In Gauss-Seidel, you are using this $A=L+U$ splitting implicitly. So, you never form $L$, $U$, or $L^{-1}$ explicitly. Which is extremely good, since forming an additional matrix (not even talking about a calculation of an explicit inverse) is a huge burden.
Instead, since $L$ is lower triangular, you can change the explicit inverse of $L$, by performing a row-by-row forward subsitution.
Notice, that solving for (via the forward substitution when $L$ is lower-triangular):
$$
\begin{equation}
L\mathbf{y}=\mathbf{b}
\label{1}
\tag{1}
\end{equation}
$$
is theoretically the same as performing a matrix-vector product:
$$
\begin{equation}
\mathbf{y}=L^{-1}\mathbf{b}
\label{2}
\tag{2}
\end{equation}
$$
However, numerically you always want $\eqref{1}$, not $\eqref{2}$. The reasons are simple: computation of the matrix inverse is numerically unstable and has a huge cost. (see Q1 (especially this answer), Q2 for some additional details).
With that in mind, take a look at the expression from Wikipedia article on Gauss-Seidel.
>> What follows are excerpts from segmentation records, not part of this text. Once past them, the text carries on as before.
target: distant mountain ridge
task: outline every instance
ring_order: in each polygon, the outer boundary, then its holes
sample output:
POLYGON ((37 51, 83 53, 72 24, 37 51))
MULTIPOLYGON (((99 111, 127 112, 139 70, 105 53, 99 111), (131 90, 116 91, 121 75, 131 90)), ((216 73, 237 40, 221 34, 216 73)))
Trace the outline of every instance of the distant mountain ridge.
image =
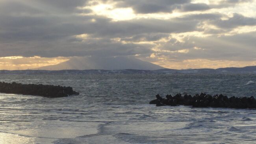
POLYGON ((45 70, 138 69, 155 70, 164 68, 134 57, 77 57, 58 65, 43 66, 36 69, 45 70))
POLYGON ((229 67, 219 68, 216 69, 211 68, 192 69, 186 70, 176 70, 168 68, 160 69, 156 70, 142 70, 135 69, 124 69, 119 70, 0 70, 0 74, 256 74, 256 66, 248 66, 242 68, 229 67))

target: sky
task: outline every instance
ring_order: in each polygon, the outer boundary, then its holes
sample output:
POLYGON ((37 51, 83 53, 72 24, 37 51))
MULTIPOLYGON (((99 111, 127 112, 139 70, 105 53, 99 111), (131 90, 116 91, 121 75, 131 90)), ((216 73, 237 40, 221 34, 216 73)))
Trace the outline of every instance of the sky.
POLYGON ((85 56, 256 65, 256 0, 0 0, 0 69, 85 56))

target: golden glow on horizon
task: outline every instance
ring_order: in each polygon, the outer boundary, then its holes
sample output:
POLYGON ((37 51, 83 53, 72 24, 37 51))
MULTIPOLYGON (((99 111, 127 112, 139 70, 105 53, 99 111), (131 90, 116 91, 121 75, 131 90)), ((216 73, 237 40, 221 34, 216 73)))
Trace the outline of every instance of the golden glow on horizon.
POLYGON ((191 68, 216 69, 220 68, 243 67, 256 65, 256 61, 211 61, 204 59, 188 59, 181 61, 175 60, 169 60, 168 58, 163 58, 161 61, 152 63, 166 68, 176 69, 191 68))
POLYGON ((15 70, 34 69, 57 65, 69 60, 70 57, 41 57, 11 56, 0 57, 0 70, 15 70))

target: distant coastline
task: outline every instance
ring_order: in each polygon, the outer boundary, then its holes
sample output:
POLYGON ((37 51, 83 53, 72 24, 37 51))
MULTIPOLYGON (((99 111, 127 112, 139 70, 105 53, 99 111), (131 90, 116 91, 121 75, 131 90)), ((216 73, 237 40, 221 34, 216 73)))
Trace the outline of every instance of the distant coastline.
POLYGON ((256 66, 249 66, 242 68, 224 68, 216 69, 211 68, 189 69, 176 70, 161 69, 157 70, 144 70, 124 69, 117 70, 0 70, 0 74, 256 74, 256 66))

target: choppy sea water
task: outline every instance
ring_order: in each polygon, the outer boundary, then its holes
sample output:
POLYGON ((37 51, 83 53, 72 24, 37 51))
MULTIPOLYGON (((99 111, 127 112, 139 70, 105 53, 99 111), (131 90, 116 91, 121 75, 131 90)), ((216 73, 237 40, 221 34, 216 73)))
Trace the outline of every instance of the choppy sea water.
POLYGON ((0 144, 256 143, 256 109, 148 104, 158 93, 256 96, 256 75, 0 75, 0 81, 80 94, 0 94, 0 144))

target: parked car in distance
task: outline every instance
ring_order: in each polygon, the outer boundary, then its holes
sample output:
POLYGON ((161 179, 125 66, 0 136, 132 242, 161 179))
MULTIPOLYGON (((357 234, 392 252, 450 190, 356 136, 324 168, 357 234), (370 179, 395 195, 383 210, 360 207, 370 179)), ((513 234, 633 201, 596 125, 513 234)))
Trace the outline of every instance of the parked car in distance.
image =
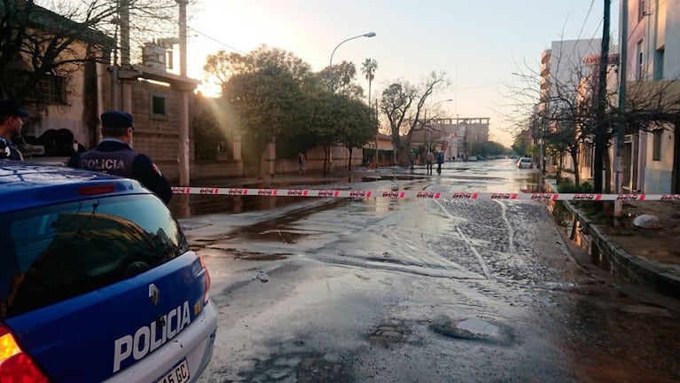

The iteration:
$$
\mathbf{x}^{(k+1)}=L^{-1}(\mathbf{b}-U\mathbf{x}^{(k)})
$$
is totally equivalent to a for-loop for $i$
$$
\begin{equation}
x^{(k+1)}_i=\frac{1}{a_{ii}}\left(b_i-\sum\limits_{j=1}^{i-1}a_{ij}x_{j}^{(k+1)}\right)-\frac{1}{a_{ii}}\left(\sum\limits_{j=i+1}^{n}a_{ij}x_j^{(k)}\right)
\label{3}
\tag{3}
\end{equation}
$$
Here, $a_{ij}$ are the entries of the original matrix $A=L+U$, $k$ is the iteration number, $n$ is the dimension of the square matrix $A$. By looking at $\eqref{3}$, you still see those $L$ and $U$; however, they are present only implicitly, and all operations are done with the entries of the original matrix $A$ stored exactly as it was before.
side-note:
Matrix decomposition usually implies factorization, so $A=L+U$ is not really (strictly) one according to the definition.
$A=L+U$ splitting (used in this question) has nothing to do with a more famous $A=LU$ LU decomposition.